AJ and Tyler doing the baby scene was way over the top and could even be more over the top.

I was happy to see a piece from a play that I had seen so I had a basis for comparison.  The Odd Couple was one of those plays my Dad had done (multiple times!) in the '60s and '70s.  In the mid-eighties, I took my parents to a dinner theater where The Female Odd Couple was being performed, and we all enjoyed it.  The basic problem with Amanda and Michelle as the couple is they don't play up the differences of the two characters enough - one is a major slob and naturally angry, and the other is a neatnick who seethes.


Thursday, April 5

Last time, I was waiting to see if I saw any familiar scene.  This time, I think I've seen a few!

The Keith and Brooke "This is My Ledge" scene seemed sort of familiar.  They did a pretty good job, though putting them up on the radiator improved the scene.  It helps to be looking up at them as they are arguing about whose ledge it is.

The Women Studies Field Trip scene felt like something from the wonderful Kathy and Mo show from the early '90s.  The fact that the script references "Kathy and Mo" makes me think that if it wasn't written by Kathy Najimy or Mo Gaffney, it may have been written by Jennifer Saunders or Dawn French.  I've always enjoyed all of their writing!

Melissa and Julie pulled off the accents and sensibilities very well.  Julie may have sat down a little quickly - the ability to get on and off of furniture is often one of the first things to go!

Sara and Alicia perfectly caught the accents of the two New York teens reacting to West Side Story.  About the only suggestion I would have for them is, since they mention Anita's shawl, one of them should use a bathrobe or bed throw as a shawl in that part of the scene.


Tuesday, April 10

I always fret about my inability to memorize, but I did a little better than I expected today.  Rebecca has done a fine job at memorizing her part of the dialogue.

Working with Jodie reminded me about the fact that I still haven't slowed down my speech and tendency to talk with my hands.  Acting requires a better ability to juggle activities than what I have.  Intellectually, I know I must slow down and should not use my hands as much.  But, when I talk, I don't realize I'm talk as fast as I do.  It sounds perfectly normal to me!

Our scene is much more subtle than anyone else's scene and is only somewhat comic.

I lost my notes from class and don't remember whose scenes were performed on Tuesday.


Thursday, April 12

The main problem in "The Female Odd Couple" is that Michelle needs to be angry.  She smiles too much.

In "On the Ledge," Keith's territoriality is very funny.  The timing on "Stop!" was perfect.

Sara and Alicia made good use of props in "West Side Story" and continued to keep up their accents very well.

Sharay's timing in "The Ashtray Thief" is just terrific, particularly the "matter of fact she isn't very pretty" line.

In "Women's Studies," Julie and Melissa are moving in a more age-appropriate manner.  Julie and Melissa need to watch how they stand because Julie is blocking Melissa.


Tuesday, April 17

Our final production was OK, but I was very slow on the pickup lines at times, and at one point jumped ahead at least a line so I needed to repeat myself.
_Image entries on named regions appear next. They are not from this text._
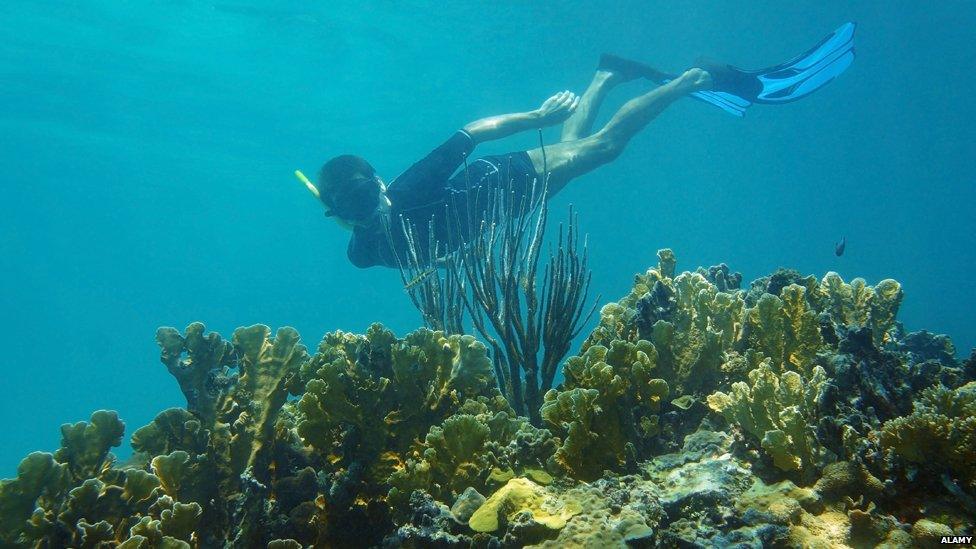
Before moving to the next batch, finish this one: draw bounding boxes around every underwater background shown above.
[0,1,976,512]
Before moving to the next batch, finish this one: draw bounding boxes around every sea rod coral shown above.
[0,254,976,549]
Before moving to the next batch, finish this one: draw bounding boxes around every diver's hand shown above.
[535,90,579,128]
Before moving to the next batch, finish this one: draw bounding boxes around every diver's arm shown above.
[463,91,579,144]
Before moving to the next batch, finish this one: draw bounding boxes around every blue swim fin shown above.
[691,23,856,116]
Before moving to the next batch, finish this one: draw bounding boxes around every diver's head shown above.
[318,154,388,225]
It was easy to feel like Elizabeth today because I was exhausted and worried (about my final projects, not about any possible pregnancy or a good-for-nothing husband!).  I tried to slow down my speech, but am not sure I succeeded.  We also tried not to ask for lines and got through things OK.

Rebecca did a good job on making the rabbit ears for the TV.

The Graceland scene was very good. 

The Baby scene gets a little sillier every time.